Uzun bir aradan sonra bir eşiği aşmak için bu bölümü bir kerede yazıp konrol etmeden paylaşıyorum, aksi halde devam etmekte zorlanacağım. Beğenip yorum yapmayı unutmayın. :)


Öğleden sonra büyük halam Kejê geldi hastaneye. Gözleri yaş içinde sarıldı bana:

- Ali'm nasıl oldu?

Göz yaşları yanağını mütemadiyen ıslatıyordu.

- Şimdi çok daha iyi Metê.

- Vicdansızsınız. Niye bir hafta boyunca arayıp söylemediniz?!

Halam daha evvel iki defa kalp krizi geçirmişti. Üstelik Diyarbakır'da yaşıyordu. Ona telefonda canı gibi sevdiği kardeşinin hastanelik olduğunu söylersek kim bilir neler olurdu.

- Metê, artık çok iyi. Şimdi doktorlar yanında. Çıksınlar seninle birlikte içeriye girer görürüz.

***

Babam nihayet ha bugün ha yarın diye beklerken bu sabaha karşı dörtte bir haftalık uykusundan uyanmıştı. Onun uyanmasıyla Harun'un bizleri kedi uykularımızdan uyandırması bir olmuştu.

Doktor yanındaki hemşireyle birlikte odanın kapısından çıkınca ayaklanıp etraflarını sardık.

- Artık telaşlanmaya lüzum yok, Ali İhsan Bey tehlikeyi atlattı. Onu bir kaç gün daha misafirimiz edeceğiz. Bu süre zarfında ziyaretlerinizi kısa tutun, sakın yormayın. Oldukça kalabalık görünüyorsunuz. Lütfen aralıklarla en fazla iki kişi içeriye girin.

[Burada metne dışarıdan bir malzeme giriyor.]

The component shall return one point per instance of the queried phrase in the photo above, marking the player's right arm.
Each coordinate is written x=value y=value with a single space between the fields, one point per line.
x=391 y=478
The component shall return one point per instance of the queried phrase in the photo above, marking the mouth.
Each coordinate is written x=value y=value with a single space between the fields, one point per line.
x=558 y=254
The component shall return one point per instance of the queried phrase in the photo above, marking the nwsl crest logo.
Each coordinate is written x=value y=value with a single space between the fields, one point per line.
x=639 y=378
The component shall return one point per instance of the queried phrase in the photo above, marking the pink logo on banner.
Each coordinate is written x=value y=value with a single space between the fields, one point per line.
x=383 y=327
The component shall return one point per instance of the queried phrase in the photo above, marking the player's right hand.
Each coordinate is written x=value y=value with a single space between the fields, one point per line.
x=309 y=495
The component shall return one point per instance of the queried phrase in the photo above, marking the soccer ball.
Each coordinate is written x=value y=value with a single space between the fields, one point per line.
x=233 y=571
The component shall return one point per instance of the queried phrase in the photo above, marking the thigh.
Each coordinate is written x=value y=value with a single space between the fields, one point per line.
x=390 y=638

Halam Kejê hemen öne atıldı. Yeminler üzerine yeminler edip ilk kendisinin gireceğini söyledi. Ağlamaktan ıslanıp kızarmış yüzünü elbisesinin eteğiyle sildi, başındaki beyaz tülbentini düzeltip Kenan abimle birlikte içeriye girdi. Böylece akşama kadar yarım saatte bir büyükten küçüğe babamı ziyaret ettik. En son benle Harun kaldık.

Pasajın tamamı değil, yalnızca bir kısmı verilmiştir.